We were among the fortunate here in our narrow valley of Fairview. Our 16-acre farm is bordered by Cane Creek, a beloved trout stream typically two feet deep and twenty feet wide. As dawn broke on that Friday, it was a quarter mile wide, nearly ten feet deep, and running fast and furious. Overhead, 80-mph winds rolled down the valley, knocking down ancient oak, pine, and sycamore trees like gigantic bowling pins.
Our house, perched atop a wooded knoll, escaped the swath of the tornado by sixty feet. It took two days of chain sawing, however, just to be able to walk down our 800-foot long driveway without having to crawl under or climb over one of the 24-inch diameter trees laying like matchsticks across it.

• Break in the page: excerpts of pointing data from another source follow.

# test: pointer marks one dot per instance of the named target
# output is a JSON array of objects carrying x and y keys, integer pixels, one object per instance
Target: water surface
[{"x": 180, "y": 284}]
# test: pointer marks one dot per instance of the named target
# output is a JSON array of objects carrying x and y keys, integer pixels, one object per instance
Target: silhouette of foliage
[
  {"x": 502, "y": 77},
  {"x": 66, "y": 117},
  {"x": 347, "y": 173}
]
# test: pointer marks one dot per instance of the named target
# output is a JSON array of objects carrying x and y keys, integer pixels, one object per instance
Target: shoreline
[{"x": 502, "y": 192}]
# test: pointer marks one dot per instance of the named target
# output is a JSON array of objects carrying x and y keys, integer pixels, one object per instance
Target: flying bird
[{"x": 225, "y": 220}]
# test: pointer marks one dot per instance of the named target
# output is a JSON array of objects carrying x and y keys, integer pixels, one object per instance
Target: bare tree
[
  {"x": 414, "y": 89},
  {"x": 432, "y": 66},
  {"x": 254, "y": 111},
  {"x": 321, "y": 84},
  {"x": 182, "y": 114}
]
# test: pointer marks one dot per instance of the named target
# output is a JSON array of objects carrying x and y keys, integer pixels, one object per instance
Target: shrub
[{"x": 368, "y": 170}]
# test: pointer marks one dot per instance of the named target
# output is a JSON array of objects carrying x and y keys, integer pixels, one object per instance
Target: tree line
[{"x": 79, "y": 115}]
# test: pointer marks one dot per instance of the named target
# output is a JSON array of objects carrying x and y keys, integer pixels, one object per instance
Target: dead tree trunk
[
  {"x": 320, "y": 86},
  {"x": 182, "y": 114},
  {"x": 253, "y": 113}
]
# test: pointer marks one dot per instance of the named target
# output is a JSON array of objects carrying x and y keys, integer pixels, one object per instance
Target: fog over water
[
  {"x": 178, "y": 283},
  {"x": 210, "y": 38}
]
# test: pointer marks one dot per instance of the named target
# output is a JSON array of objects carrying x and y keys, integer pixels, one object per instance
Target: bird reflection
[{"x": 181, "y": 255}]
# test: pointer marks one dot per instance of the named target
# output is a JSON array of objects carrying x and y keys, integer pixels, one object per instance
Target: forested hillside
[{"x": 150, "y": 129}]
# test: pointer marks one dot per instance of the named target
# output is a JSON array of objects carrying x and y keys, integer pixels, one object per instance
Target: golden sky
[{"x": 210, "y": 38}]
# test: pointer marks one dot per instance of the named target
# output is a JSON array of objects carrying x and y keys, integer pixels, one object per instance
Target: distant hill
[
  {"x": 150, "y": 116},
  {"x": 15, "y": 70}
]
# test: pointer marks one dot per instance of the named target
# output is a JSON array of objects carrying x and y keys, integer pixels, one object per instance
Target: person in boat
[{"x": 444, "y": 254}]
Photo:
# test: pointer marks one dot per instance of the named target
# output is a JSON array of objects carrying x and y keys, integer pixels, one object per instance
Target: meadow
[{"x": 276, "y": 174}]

At the bottom of our drive, in the level pasture land bordering Cane Creek, our three horses stood in our barn with water over their knees and fast approaching their bellies. They trusted us completely, however, as Leigh Ann and I slipped halters over their heads and lead them through the rushing water to the highest point on our driveway we could climb until we met the first downed tree. A nearly-drowned groundhog joined us, as we and the horses stood in the pouring rain and howling wind until four that afternoon, when suddenly it all stopped.
Nearly every power pole and cell tower in our valley had either been snapped off, swept away, or bent over by the flood or the wind, so we had lost electricity, telephone, television, and internet. We also had lost twenty years of horse fences and shelters we had constructed. What we gained were more trees and their gigantic roots balls than I could count strewn around our farm and wrapped around those trees which somehow had stayed rooted in the ground.
Today is now Day 45 of recovery. The weather has been unseasonably warm and dry, so that has made working from first light until dark at least a little more comfortable. Sundays are not an exception, as a crew of ten men and some gigantic machinery will be returning today to continue dragging trees out of the creek, off our fields, and down our driveway, cutting them up into haulable lengths to be taken away.
There has been a tremendous out pouring of support and assistance from government agencies, churches, non-profits, neighbors, and strangers from as far away as Colorado, Quebec, Arkansas, and upstate New York – and those are just the ones I met here on our farm.
In short, Leigh Ann, our horses, and I are fine. Electricity and internet have now been restored. We write daily lists of things which have to be done, make trips to Home Depot (our Lowes in Asheville was completely destroyed), and just do it. Simple as that. Compared to neighbors who have had to arrange for funerals, we have nothing to complain about.
And so, we give thanks, we rebuild, and we look out for those whom we can help.